On the other hand, some aggressive, invasive vines in St.Tammany justify some education on these winding vines. (That’s winding vine, not whining vines.) Let me describe just a few.
Kudzu vine - large, trifoliate leaves; the middle leaflet is symmetric; the two-sided leaflets are lobed. Seed pods are flat with bulging seeds. Flowers are purple and stalk-like. Stem is yellow/green that becomes rough brown.
Virginia creeper - another high-climbing vine with tendrils. Leaves are alternate and usually there are five leaflets on a long petiole.
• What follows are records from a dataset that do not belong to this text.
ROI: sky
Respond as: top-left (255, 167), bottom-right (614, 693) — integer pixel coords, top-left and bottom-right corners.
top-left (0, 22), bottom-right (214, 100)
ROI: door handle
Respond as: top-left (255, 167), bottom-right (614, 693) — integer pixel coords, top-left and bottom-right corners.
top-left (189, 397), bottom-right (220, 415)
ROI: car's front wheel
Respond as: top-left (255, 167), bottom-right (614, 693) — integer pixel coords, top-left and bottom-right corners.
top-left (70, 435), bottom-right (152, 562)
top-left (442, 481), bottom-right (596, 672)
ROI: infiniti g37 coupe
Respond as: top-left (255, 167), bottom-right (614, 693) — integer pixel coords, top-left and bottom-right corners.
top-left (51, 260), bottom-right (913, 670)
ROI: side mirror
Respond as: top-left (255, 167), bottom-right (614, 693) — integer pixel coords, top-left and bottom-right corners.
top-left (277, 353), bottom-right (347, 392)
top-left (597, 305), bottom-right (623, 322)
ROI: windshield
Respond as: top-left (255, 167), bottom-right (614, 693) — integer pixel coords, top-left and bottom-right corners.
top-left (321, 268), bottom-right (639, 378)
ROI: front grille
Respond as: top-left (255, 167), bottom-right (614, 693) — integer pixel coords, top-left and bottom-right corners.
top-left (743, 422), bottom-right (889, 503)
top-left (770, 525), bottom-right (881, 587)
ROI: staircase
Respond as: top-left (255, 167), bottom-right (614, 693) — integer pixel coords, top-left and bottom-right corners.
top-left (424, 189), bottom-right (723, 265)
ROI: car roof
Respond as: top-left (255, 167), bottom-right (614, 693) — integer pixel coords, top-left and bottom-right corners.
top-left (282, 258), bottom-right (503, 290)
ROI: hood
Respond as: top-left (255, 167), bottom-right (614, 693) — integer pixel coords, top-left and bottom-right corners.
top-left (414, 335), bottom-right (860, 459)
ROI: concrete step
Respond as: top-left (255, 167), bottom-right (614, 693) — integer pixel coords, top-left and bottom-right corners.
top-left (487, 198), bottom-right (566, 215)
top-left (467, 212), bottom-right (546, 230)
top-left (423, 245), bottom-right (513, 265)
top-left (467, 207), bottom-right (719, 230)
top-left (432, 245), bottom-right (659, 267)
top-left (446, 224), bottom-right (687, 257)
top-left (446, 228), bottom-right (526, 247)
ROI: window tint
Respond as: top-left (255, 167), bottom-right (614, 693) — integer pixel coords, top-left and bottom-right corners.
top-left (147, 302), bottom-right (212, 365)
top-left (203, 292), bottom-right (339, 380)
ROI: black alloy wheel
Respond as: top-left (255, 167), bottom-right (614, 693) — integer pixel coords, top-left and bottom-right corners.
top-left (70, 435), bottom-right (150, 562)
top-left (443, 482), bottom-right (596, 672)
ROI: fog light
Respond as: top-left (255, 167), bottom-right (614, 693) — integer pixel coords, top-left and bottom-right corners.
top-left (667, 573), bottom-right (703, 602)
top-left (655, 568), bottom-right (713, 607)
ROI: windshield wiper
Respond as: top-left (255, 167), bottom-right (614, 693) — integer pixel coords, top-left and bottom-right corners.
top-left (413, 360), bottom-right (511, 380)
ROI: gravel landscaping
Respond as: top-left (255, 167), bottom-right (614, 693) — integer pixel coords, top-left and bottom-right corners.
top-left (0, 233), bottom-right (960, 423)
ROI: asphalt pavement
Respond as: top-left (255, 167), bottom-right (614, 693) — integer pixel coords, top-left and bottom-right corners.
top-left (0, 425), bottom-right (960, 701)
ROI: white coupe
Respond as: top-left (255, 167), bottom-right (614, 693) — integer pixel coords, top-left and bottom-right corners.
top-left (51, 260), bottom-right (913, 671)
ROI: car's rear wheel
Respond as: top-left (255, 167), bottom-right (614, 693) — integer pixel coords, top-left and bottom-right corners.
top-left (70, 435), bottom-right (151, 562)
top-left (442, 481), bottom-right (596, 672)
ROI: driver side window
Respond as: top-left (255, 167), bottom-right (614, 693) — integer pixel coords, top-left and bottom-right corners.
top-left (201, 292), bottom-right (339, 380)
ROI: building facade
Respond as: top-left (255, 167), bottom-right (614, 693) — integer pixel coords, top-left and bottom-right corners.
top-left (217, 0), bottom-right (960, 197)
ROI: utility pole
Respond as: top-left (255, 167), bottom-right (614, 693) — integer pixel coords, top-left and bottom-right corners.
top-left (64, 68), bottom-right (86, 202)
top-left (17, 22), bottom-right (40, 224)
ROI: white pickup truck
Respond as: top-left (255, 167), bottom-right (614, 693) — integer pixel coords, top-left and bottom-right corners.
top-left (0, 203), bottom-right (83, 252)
Very tiny flowers. Fruit droop, black or dark blue, with few tiny seeds.
Brushkiller (Cayratia Japonica) - herbaceous vine with five compound fleshly leaflets having fine hairs. Each leaf has an opposite tendril. Small green flowers with four petals. Has a tuber beneath the ground. Berry fruit is round with two to four seeds.
Honeysuckle vine - traveling, twining vines having opposite leaves. They have two or more, tubular, white, pink, yellow flowers continuing nectar. They produce a small round fruit containing a flat seed.
Poison Ivy – woody vine, alternate, three leaflets that are green turning yellow orange and red in the fall. White-purplish flowers in April and May. Fruit is round ground and tan.
Other vines in the south include trumpet creeper, peppervine, Jessamine, greenbrier, muscadine grapes and wisteria, to name a few.
Vines, by design, grow quickly! They are all manageable if plans are made to maintain them. Keep your wandering vines in check. (That’s wandering vines, not wondering vines.)